The commode came of age in the sixteenth century in the interest of giving royalty a little dignity while they did their private business. Then in the Victorian Age, the heyday of repressed social customs, came the invention of the flush toilet. As ordinary folks were able to utilize the invention across the industrialized British Empire, the “Emperor’s new throne” became yet another symbol of the mother country’s smug superiority over their primitive colonials. Problem is, our bodies were designed for squatting not sitting.

When you defecate from a seated position, you pinch the angle between the rectum and the anus, leading to three times more straining and twice as long a time period to get the job done.11 The inefficiencies and strain of sitting have been shown to increase the risk of constipation, hemorrhoids, hernias, diverticulosis (caused by excessive straining, believed to afflict half of all Americans aged sixty to eighty), uterine prolapse (which affects women during pregnancy and childbirth), and both urinary and anal incontinence.12

Surely all this talk of straining and pinching is unpleasant, but not as unpleasant as the serious health risks of using the everyday toilet. Because sitting inhibits a complete evacuation of the colon, residue can harden in a process known as fecal stagnation.
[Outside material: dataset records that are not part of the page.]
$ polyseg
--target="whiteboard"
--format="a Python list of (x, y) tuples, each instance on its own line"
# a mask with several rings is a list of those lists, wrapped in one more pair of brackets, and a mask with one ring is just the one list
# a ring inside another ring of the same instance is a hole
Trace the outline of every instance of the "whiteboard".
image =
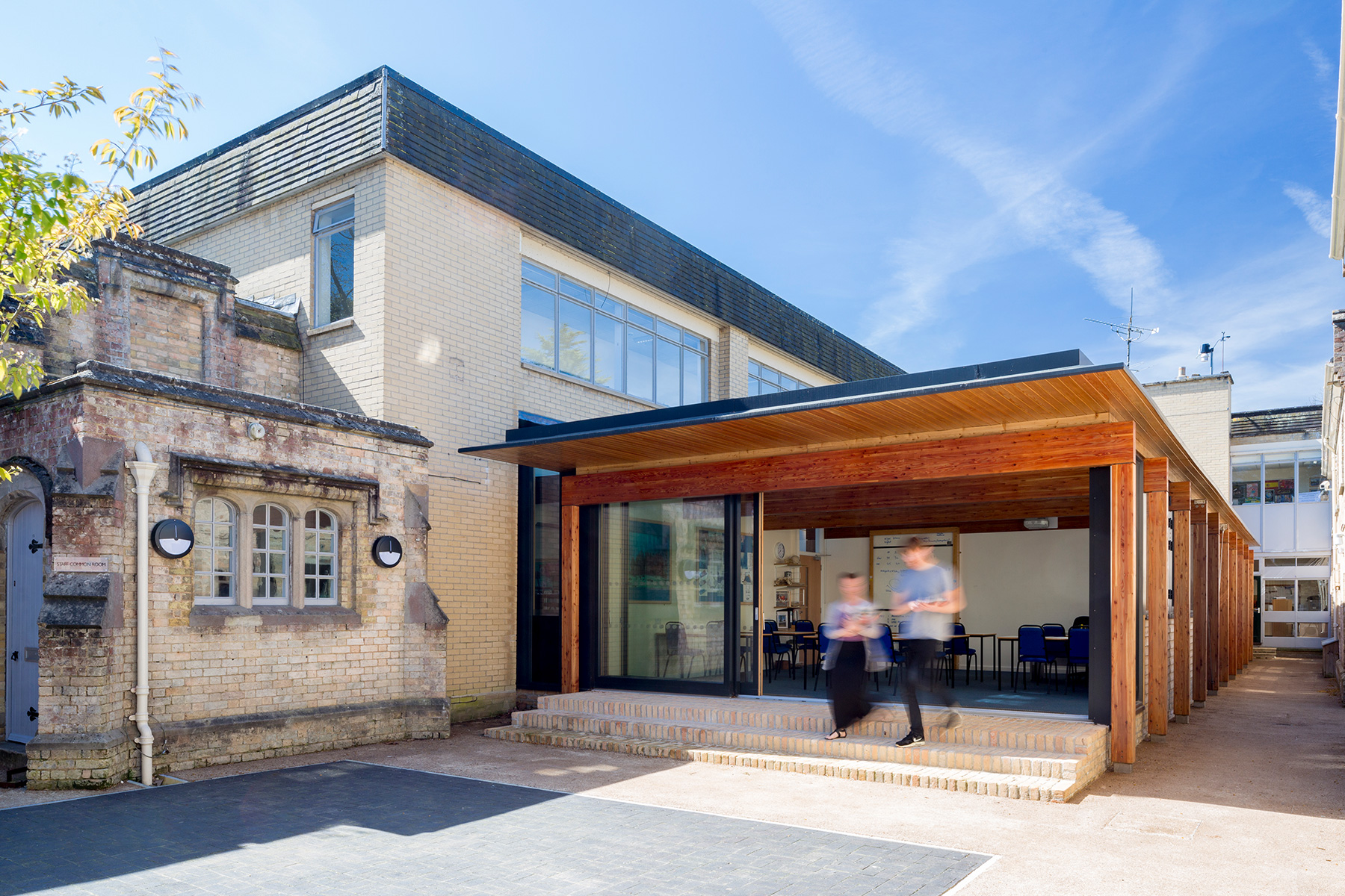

Fecal stagnation causes colonies of harmful bacteria to take root in the contaminated areas, which has been linked to inflammation of the surrounding tissues and increased risk for colon cancer and inflammatory bowel diseases such as appendicitis, diverticulitis, ileitis, ulcerative colitis, irritable bowel syndrome, and Crohn’s Disease. What’s more, many of these bowel diseases are virtually unknown in developing countries, where squatting is used in lieu of the loo.

Squatting opens up the recto-anal angle (one study showed squatting affords an average angle of 132 degrees, and up to a completely straight 180 degrees, while toilet sitting results in an average angle of 92 degrees), offering your waste a path of least resistance for full evacuation.13 Defecating in this position also strengthens the muscle fibers in your pelvic floor and protects the prostate, bladder, and uterine nerves from damage related to straining.

If you are interested in reduced constipation, less straining, and lower risk of inflammatory bowel conditions, squatting to eliminate is a connection with an obvious evolutionary precedent. And you don’t need to move to Asia. There are a number of toilet stools available that will modify the position you adopt on a traditional toilet to enable the benefits of squatting. Visit SquattyPotty.com for a full education on the subject and direct ordering (units start at $35—cheaper than hemorrhoid surgery or colon cancer treatments).

Toilet squatting stools are U-shaped, so they slide around either side of your toilet bowl for easy storage. Slide the stool out a bit and you can rest your feet on elevated platforms, bend your knees, lower your torso between your thighs, and achieve a modified squatting position. After getting over your initial culturally influenced hesitations, you will realize how effortless and natural it feels to assume the squatting position, particularly when you use a specially designed stool.